Klopp's team were evidently more clinical in both games but also more disciplined, organised and mature. Of course they had luck too, especially between the 41st and 42nd minutes of the second leg when Bernardo Silva struck a post and Leroy Sané's tap-in was wrongly disallowed for offside, changing the complexion of the tie and that of the City manager.

In a contest billed as the calm, brilliant precision of the Premier League champions-elect versus the ferocity of Klopp's attacking game it was Liverpool who displayed the former, and more besides. Had they beaten the runaway leaders of the Spanish or German league 5-1 on aggregate there might be wider recognition of what Liverpool's former European Cup winning captain Phil Thompson called "one of the great European results in our history". As Lovren put it: "When you concede one goal and score five against Manchester City, I think we should respect Liverpool more."

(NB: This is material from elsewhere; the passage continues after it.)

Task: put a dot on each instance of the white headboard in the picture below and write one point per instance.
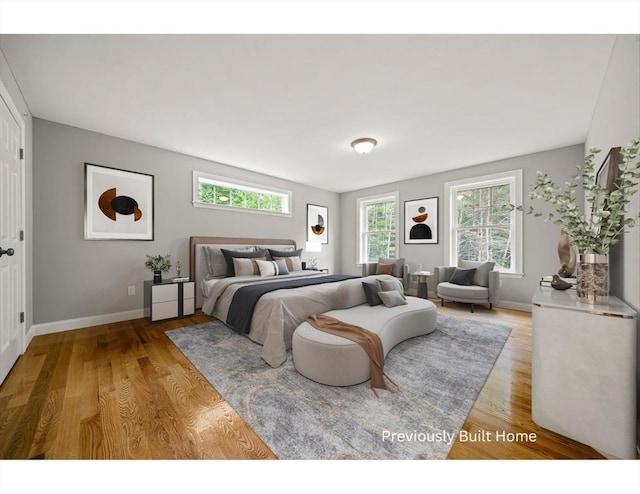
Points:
(198, 267)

Liverpool are unbeaten and the highest scoring team in this season's Champions League. The versatility they displayed over two legs against Guardiola's side also bodes extremely well for what lies ahead on the road to Kiev. Roberto Firmino and Sadio Mané dropped deep and wide to create a five-man midfield as the visitors regained their composure and executed Klopp's second-half gameplan to perfection on Tuesday.

His defence, as per the instruction to Lovren and Van Dijk, was far more compact. Encouragingly for Klopp, the shape of his team changed around the half-hour mark as players took responsibility for combating City’s breathless approach.

“It was a difficult situation for us in the second minute but I was calm,” Lovren said. “If I’m not calm then we have a big problem. We talked on the pitch, a few of us, and said we need to keep our heads and stick together because this is a crucial moment and if we are not calm we will concede another one. To concede such a quick goal was not what we wanted but maybe it acted as a wake-up call for us. We had luck, we had luck in a couple of moments to be honest, but when you look over the two games we have been brave and when you are brave the luck goes with you.”

Lovren looked ahead to next season in the aftermath of Liverpool’s third consecutive victory over City – Klopp’s eighth win in 14 matches against Guardiola – and insisted the Premier League title race will be much closer. “It was weird this season because we didn’t catch up well from the beginning,” he said. “I’m definitely confident that next season we can push everyone, even ourselves to do better, from the beginning to the end.”

Next season can wait. Europe is again full of possibilities for Liverpool, improving Liverpool, in the present. The Croatian added: "The competition is wide open and anything is possible now. From a personal point of view I don't want Real Madrid in the semi-finals. They have a lot of experience in the Champions League, a lot of records and over the past three seasons it is always them, but whoever we get will find it difficult to come to Anfield and score."